Renal Transport Flashcards
different transport mechanisms by energy source
Passive: down EC gradient
- simply or facilitated (pores, channels, carrier proteins) diffusion
active transport: against EC gradient, requires E
- primary= using ATP hydrolysis
- secondary=coupling transport up EC gradient with transport down EC gradient
unique properties of epithelial cells, how these influence transport along nephron
- polar (distinct apical and basolateral)
- tight junctions near apical surface segregate membrane surfaces, determine transport directionality
- electric potential diff across peritubular space (0mV) and lumen with can be -, +, or 0
- apical SA amplified by brush border
major pathways of Na+ transport along nephron, how distribution of tranposrters (apical/basal) allow regulation of transport
BULK Na+ reabsorption in PT
Regulation of Na+ reabsorption in CD
transport depends on:
- available transporters
- regional permeability
- composition delivered tubular fluid
- transepithelial voltage gradient
proximal tubule Na+ reabsorption
Na+ reabsorption coupled with HCO3- reclamation
Na/K ATPase establish gradient
NHE3-Na/H exchanger- initiates Na+ reabsorption, secretes H+ into tubular lumen
NBC1-Na/HCO3- completes Na+ reabsorption, reclaims intracellularly produced HCO3-
OR coupled wo other solutes (glucose, a.a.)

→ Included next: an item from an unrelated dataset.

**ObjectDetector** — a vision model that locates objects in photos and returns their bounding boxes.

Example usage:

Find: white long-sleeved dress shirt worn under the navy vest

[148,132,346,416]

proximal tubule H2O/Cl reabsorption
Na+ reabs. promotes this.
bulk H2O movement will pull Cl- across tight junctions (solvent drag)
transepithelial EC gradient promotes paracellular CL- transport
transcellular Cl- transport path: apical and basolateral transporter
thick ascending limb Na+ reabsorption
ascending thin limb = some passive Na_ reabsorption
TAL: NCC2 and Na/K ATPase
- generates hypertonic interstitium, hypotonic tubular fluid that re-enters cortex in DCT
- K+ recycled to tubular lumen, creates lumen-positive
which promotes paracellular cation reabsorption
distal tubule Na+ reabsorption
principal cells of DCT
first portion relies on NCC
second relies on NCC and ENaC
CD Na+ reabsorption
principal cells of CD rely on ENaC
site of regulation. tuned by aldosterone
aldosterone enhances ENaC synthesis, and insertion of ENaC apical, and open probability
K+ Reabsorption/secretion basics
BULK reabsorption occurs in PT (same for all K+ levels)
Regulation K+ reabsorption/secretion occurs in CD
normal/elevated levels = secretion predominates
low levels=reabsorption
PT K+ reabsorption
two paths:
- solvent drag k+ reabsorption (early PT)
- active Na+ reabsorption drives H2O reabsorption, coupled with K+ - paracellular diffusion (late PT)
- positive lumen drives
composition of tubular fluid along PT
changes markedly.
- glucose/a.a./HCO3- largely reabsorbed
- amount H2O reduced (know this bc amount inulin is constant, but [] increases)
- H2O follows Na+ movement
also, transepithelial potential is negative at beginning, then becomes positive
flow rate decreases progressively, due to loss H2O
TAL K+ reabsorption
2 paths:
- transcellular K+ reabsorption
- Na/K ATPase provides gradient for NKCC2
- basolateral KCC and K+ channels - paracellular diffusion
- some K+ needs to be recycled to tubular lumen, creates lumen-positive voltage, drives diffusion
DCT K+ Secretion
KCC located apically = major pathway
couples basolateral NA/K ATPase activity to apical K+ transport
DCT late secretion relies on apical KCC and ROMK
CD K+ handling, normal/elevated VS low levels K+
normal/elevated: similar to DCT late, relies on apical KCC and ROMK in principal cells
low levels: K+ reabsorption in CD alpha-intercalated cells. apical H/K+ ATPase brings K+ into cell and reabsorption completed by basolateral channel.